SECRET discussions aimed at pressuring India into dropping all measures that shield its industry from foreign competition have been held between European Union officials and some of the world's top corporations.

BusinessEurope, a group representing large companies, has been intimately involved in all stages of the EU's preparations for talks aimed at securing a free trade agreement with India. Internal documents from the European Commission, the EU's executive arm, show that it requested advice from the group when setting priorities for the talks as early as February 2007 - nine months before the talks were formally launched.

In response, BusinessEurope advocated that the key objective for these talks should be the complete abolition of trade taxes imposed by India; such tariffs are used by India to prevent its domestic firms from being undercut by cheaper imports of the goods they manufacture. "Anything less than this (abolition) would allow the exemption of highly protected sectors (from the agreement's scope) and dramatically reduce the potential benefits to the European economy," the group said.

The documents, seen by IPS, suggest that all of the core recommendations made by BusinessEurope were accepted by the Commission.

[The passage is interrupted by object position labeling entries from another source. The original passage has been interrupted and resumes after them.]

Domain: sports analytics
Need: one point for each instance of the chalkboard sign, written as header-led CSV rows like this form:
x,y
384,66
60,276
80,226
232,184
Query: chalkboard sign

Peter Mandelson, then the European commissioner for trade, said that the issues on which the group had advised him "coincide with my own priority concerns" in a letter he wrote to BusinessEurope in March 2008.

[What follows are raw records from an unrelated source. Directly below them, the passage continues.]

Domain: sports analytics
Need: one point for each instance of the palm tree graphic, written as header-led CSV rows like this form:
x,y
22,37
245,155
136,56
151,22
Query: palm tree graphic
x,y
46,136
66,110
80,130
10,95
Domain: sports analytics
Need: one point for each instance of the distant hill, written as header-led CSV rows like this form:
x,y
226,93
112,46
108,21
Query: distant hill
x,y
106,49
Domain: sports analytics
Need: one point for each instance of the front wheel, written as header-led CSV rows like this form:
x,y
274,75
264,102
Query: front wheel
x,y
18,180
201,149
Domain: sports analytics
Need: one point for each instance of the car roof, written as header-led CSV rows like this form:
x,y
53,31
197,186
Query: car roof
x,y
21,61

Anti-poverty campaigners are angry that BusinessEurope has been tasked with helping the EU draw up an aggressive plan to prise open India for foreign investors. The plan does not take account of the vast gap in wealth between Europe and India, which has the highest number of poor people in the world, the campaigners say. Some 42 percent of India's billion-plus population lived on less than 1.25 dollars per day in 2005, according to the most recently available data from the World Bank.

"The Commission is a service provider for big business in these negotiations," said Peter Fuchs from the German organisation World Economy, Ecology and Development (WEED). By contrast, organisations working on social justice or environmental issues are "kept at a distance" by the EU's trade negotiators, he added.

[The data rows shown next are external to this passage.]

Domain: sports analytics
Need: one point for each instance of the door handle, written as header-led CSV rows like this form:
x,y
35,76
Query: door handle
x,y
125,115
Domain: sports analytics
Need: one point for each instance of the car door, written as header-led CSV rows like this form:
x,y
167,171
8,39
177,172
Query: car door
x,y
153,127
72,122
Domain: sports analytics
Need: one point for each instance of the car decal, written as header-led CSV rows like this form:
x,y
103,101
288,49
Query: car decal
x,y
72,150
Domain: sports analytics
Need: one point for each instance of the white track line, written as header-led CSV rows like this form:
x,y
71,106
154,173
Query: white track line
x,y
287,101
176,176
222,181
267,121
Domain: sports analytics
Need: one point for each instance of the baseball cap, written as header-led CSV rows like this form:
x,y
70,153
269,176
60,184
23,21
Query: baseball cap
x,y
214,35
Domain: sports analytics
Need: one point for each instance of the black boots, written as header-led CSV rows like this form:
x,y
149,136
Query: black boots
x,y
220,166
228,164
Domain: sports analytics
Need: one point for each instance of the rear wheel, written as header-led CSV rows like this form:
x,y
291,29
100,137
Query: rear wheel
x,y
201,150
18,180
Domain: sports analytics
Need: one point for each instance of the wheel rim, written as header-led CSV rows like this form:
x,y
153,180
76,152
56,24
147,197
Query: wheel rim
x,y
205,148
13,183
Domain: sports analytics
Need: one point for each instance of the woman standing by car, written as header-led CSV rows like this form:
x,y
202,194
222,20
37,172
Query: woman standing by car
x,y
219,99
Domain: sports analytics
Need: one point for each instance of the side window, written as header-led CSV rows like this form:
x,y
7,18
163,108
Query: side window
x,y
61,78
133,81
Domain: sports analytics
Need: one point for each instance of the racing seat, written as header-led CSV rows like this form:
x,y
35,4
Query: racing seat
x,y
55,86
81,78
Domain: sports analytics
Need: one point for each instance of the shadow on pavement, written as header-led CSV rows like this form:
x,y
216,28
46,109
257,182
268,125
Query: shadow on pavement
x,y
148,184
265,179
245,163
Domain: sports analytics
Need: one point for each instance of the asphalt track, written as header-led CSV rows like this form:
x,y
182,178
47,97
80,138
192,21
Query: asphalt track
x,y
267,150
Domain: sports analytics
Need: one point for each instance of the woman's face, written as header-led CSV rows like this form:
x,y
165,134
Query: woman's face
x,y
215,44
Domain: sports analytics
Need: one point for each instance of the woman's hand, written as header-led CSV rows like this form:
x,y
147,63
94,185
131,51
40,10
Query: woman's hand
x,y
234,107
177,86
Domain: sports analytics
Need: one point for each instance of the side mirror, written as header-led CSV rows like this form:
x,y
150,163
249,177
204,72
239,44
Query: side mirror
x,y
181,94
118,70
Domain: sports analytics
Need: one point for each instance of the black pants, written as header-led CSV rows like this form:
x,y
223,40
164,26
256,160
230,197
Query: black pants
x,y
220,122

A study on the EU-India talks published last year by the Centre for Trade and Development (CENTAD), which researches economic issues affecting south Asia, stated that there is a profound asymmetry between the EU and India. Although India's total gross domestic product was only 6.5 percent that enjoyed by the EU in 2008, the Union has viewed India as an economic equal in the negotiations, the paper says.

It also found that the EU's drive to remove almost all tariffs that India applies to food imports could leave its predominantly small farmers vulnerable to price changes and unable to compete with foreign produce. Some five million farmers who grow just one crop would be at risk. And the CENTAD paper warned that the EU's demands that the services sector in India be more accommodating to foreign investors could endanger the future of 12 million small retail outlets once they are pitted against international chain-stores.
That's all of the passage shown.